Seeing as Australia Day is upon us I thought I would post a review of an Australian author and I am choosing Shade’s Children by Garth Nix. Another goodreads steal, originally from Sep 19 2012, this story gets us as far from WA and Melbourne as we can, with a story where the human race has been overtaken and enslaved by the Overlords.

This story is set in a dystopian future and begins right in the middle of the action as we are introduced to this strange new world piece by piece. Fifteen years prior a mysterious Change has occurred causing all the adults to vanish, and creatures now roam the city and all the remaining children are essentially raised for their parts and no one is allowed to live past their fourteenth birthday.

The story follows Gold-Eye, Ella, Drum and Ninde as they work for the revered, yet mysterious Shade to fight in this war. Their missions revolve around trying to help the children still trapped and under Overlord control and those who have managed to escape and are fighting for their lives on the streets. Nix has written this in segments, and each segment focuses on following the different characters around. By doing this Nix gradually reveals certain information, and certainly only as it is required, never more than he has to. There are the occasional report and archived transcripts placed throughout, along with comments and stories by various characters. I think this helps to piece together the world really well and you manage to see it from all angles so by the end of the story you know a lot, but somehow you still only know as much as you need to.

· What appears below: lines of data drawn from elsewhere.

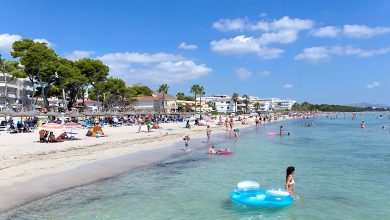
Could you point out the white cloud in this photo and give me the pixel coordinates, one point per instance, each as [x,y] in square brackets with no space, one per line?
[314,54]
[42,40]
[143,58]
[240,24]
[292,24]
[265,73]
[185,46]
[6,41]
[230,24]
[243,74]
[263,15]
[155,68]
[79,54]
[362,31]
[243,45]
[283,37]
[373,85]
[328,31]
[283,31]
[352,31]
[287,86]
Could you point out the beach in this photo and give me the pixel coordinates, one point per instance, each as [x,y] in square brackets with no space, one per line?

It is certainly very cleverly written and I think even though it is a known archetype of the dystopia, Nix takes it in his own hands and makes it something fantastic with such unique and appealing characters. Not everything is revealed in clear terms which I thought was part of the charm, and Nix is smart enough not to make everything sunshine and lollipops. It is still a war zone and casualties are to be expected. The honour, bravery and innocence of these kids is shown through Nix’s writing and expression of these characters. Because there are so many mixes of kids and histories you get to see those who have known nothing except these Dorms where they are raised and know of nothing else, but you also get to see the odd few who remember what is was like before the invasion. With no adults and their own lives in their hands, these young kids follow instinct and whatever training they have or have not had, guided entirely by Shade. There is a lot of suspense in this book, and you do find yourself always guessing and trying to jump ahead because it gives the impression that everything could change suddenly and change everything you have been trying to grasp. Those kinds of books are always a winner in my eyes. Once again Mr Nix has not failed his readers and produced another great story to add to his collection.